Install suitable expansion loops in thermal fluid piping to minimize stress on piping and pumps caused by expansion and contraction due to variations in temperature. In addition, valves that can be used to isolate pumps and tanks in the thermal fluid piping system should also be installed. Also, 0.5” bleeder lines should be installed at all high points in the thermal fluid system to facilitate expelling trapped air and other gases such as water vapor. Make sure they are turned in a safe direction and do not accumulate water. Install 0.5” drain lines at all low points in the thermal fluid system to facilitate expelling trapped water. It also is important to leak test all fuel and media piping before filling systems.
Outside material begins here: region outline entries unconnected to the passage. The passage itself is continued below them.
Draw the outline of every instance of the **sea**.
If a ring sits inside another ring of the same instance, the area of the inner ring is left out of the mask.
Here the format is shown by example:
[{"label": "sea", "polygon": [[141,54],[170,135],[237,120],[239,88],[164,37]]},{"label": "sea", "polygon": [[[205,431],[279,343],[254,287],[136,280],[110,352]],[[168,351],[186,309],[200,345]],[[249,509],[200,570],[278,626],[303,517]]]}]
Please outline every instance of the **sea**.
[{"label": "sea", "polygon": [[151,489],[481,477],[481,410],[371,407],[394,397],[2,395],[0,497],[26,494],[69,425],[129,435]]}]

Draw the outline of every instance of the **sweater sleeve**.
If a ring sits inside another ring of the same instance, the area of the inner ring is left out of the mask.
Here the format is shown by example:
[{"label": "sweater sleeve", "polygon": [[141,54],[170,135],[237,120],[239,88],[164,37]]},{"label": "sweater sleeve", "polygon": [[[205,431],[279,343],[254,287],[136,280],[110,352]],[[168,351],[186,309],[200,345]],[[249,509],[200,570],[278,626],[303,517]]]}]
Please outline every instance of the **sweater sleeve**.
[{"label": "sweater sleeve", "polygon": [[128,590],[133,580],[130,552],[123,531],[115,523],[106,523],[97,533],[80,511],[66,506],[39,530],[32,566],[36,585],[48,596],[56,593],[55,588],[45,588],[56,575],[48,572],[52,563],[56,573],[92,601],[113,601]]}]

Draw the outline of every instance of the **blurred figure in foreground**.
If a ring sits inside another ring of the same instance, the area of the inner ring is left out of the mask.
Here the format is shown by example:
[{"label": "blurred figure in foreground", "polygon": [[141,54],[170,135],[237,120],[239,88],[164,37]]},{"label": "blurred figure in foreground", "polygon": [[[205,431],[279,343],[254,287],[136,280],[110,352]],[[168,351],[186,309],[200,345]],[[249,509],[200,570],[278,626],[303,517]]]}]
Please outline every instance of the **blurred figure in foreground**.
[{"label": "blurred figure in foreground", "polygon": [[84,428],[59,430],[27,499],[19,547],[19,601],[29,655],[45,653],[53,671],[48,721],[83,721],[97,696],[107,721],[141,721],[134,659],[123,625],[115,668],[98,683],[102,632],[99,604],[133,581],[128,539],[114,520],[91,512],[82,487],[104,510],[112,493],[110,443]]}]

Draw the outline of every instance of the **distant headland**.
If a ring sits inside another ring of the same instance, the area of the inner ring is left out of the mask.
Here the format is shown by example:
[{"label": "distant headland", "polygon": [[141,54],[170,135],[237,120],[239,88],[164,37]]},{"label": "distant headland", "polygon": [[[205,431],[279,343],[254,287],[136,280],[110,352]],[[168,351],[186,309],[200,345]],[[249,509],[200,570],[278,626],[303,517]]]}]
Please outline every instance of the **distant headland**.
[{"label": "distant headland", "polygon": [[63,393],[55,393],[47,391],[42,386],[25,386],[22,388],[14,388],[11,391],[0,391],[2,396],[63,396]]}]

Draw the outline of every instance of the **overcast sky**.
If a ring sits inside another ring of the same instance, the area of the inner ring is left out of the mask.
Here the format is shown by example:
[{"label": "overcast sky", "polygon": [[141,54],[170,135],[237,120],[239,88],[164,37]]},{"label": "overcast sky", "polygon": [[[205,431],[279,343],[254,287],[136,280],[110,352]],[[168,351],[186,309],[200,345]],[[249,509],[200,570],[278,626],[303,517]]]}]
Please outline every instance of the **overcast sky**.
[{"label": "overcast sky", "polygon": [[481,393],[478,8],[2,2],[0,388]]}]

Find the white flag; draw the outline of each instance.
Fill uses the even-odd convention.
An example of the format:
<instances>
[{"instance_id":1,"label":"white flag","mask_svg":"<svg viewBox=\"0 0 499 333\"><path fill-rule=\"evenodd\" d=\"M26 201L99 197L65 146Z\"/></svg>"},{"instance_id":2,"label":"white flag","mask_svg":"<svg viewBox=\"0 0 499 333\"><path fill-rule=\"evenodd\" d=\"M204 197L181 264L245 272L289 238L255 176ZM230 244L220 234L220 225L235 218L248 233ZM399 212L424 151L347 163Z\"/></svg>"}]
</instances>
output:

All electrical installation should comply with NFPA 70, NEC (National Electric Code). Use only qualified electricians to install electrical service to the heater. All electrical wiring and components should be specified by a qualified engineer or electrician. Ampere loading information is shown on electrical drawings furnished with the heater. And, again, heaters installed outside the United States should meet applicable codes for the location.
Make sure all controls on the control panel of the heater are in the off position before connecting and energizing the electrical service. Run electrical power wiring to the control panel on the heater and connect the wires to its main disconnect breaker. Many heaters are normally intended for connection to a power source of 460 V, three-phase, 60 Hz. Voltage variations should be no lower than 440 V or higher than 480 V. Heaters often are available for other power sources when specified at time of order. Verify that your power source matches the power requirements specified on the electrical drawings.
Before operating your heater for the first time, make sure the driveshaft of each hot-oil pump is properly aligned with its motor driveshaft. Do this after the heater is installed in a fixed location and not subject to additional handling. Alignment instructions are contained in applicable documents published by the pump manufacturer. Many heater manufacturers include a copy of these documents with each new heater.
Check alignment again immediately after initial operation of the heater before the system has cooled down. Thereafter, follow maintenance instructions covered in the documents. Misalignment can damage the pump and motor. Repairing damaged pumps and motors can incur significant costs for which the owner is fully responsible. Setting alignment is an exacting task and should be done only by a qualified technician.